Google DeepMind’s new AI can generate audio for videos: Here’s how it works

By Ayushi Jain | Updated on 18-Jun-2024

Ayushi Jain

18-Jun-2024

HIGHLIGHTS

Google DeepMind is developing video-to-audio (V2A) technology.

This tech combines video pixels with natural language text prompts to generate “rich soundscapes for the on-screen action."

V2A can generate an unlimited number of soundtracks for any video input.

Video generation models are advancing rapidly, yet many current systems produce only silent videos. A significant upcoming advancement is creating soundtracks for these silent films. Google DeepMind is developing video-to-audio (V2A) technology, enabling synchronised audiovisual generation and bringing generated movies to life.

Let’s take a look at the details.

Also read: Google Deepmind’s new AI agent ‘SIMA’ will be your in-game teammate: Check details

Google DeepMind new AI can generate audio for videos: Here's how it works

The V2A technology combines video pixels with natural language text prompts to generate “rich soundscapes for the on-screen action,” the company said.

This technology is pairable with video generation models like Veo to create shots with a dramatic score, realistic sound effects or dialogue that matches the characters and tone of a video.
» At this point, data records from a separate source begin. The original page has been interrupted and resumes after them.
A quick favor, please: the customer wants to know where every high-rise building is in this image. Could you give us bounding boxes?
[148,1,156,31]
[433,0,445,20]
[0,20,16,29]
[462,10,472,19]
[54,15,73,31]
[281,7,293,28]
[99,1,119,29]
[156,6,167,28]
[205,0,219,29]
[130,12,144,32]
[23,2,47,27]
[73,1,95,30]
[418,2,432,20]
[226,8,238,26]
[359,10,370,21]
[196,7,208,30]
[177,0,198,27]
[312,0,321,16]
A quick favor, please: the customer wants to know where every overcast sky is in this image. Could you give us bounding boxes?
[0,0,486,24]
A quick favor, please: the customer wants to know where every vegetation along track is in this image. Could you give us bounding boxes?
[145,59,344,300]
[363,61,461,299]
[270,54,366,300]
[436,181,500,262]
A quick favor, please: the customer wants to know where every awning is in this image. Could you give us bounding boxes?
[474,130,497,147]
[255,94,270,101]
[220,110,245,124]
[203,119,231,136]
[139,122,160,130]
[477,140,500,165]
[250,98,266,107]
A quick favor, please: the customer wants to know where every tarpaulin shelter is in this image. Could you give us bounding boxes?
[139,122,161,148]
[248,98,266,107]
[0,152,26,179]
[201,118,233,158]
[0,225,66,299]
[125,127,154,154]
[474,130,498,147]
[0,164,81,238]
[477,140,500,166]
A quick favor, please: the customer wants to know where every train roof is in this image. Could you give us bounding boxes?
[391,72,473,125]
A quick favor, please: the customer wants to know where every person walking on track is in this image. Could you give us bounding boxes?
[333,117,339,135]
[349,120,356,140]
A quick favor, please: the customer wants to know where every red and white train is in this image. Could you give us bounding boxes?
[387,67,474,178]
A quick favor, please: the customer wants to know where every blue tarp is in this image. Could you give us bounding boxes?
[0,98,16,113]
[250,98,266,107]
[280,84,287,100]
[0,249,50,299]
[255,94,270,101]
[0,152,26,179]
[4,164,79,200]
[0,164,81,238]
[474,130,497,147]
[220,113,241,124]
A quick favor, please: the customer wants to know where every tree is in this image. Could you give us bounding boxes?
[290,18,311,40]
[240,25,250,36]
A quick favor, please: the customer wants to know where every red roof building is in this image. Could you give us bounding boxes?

It can also generate soundtracks for a range of traditional footage, including archival material, silent films and more — opening a wider range of creative opportunities.

It’s worth noting that V2A can generate an unlimited number of soundtracks for any video input.

Also read: Google Deepmind’s new AlphaFold 3 AI can model proteins, DNA & RNA: Details here

How it works?

“We experimented with autoregressive and diffusion approaches to discover the most scalable AI architecture, and the diffusion-based approach for audio generation gave the most realistic and compelling results for synchronising video and audio information,” the company said.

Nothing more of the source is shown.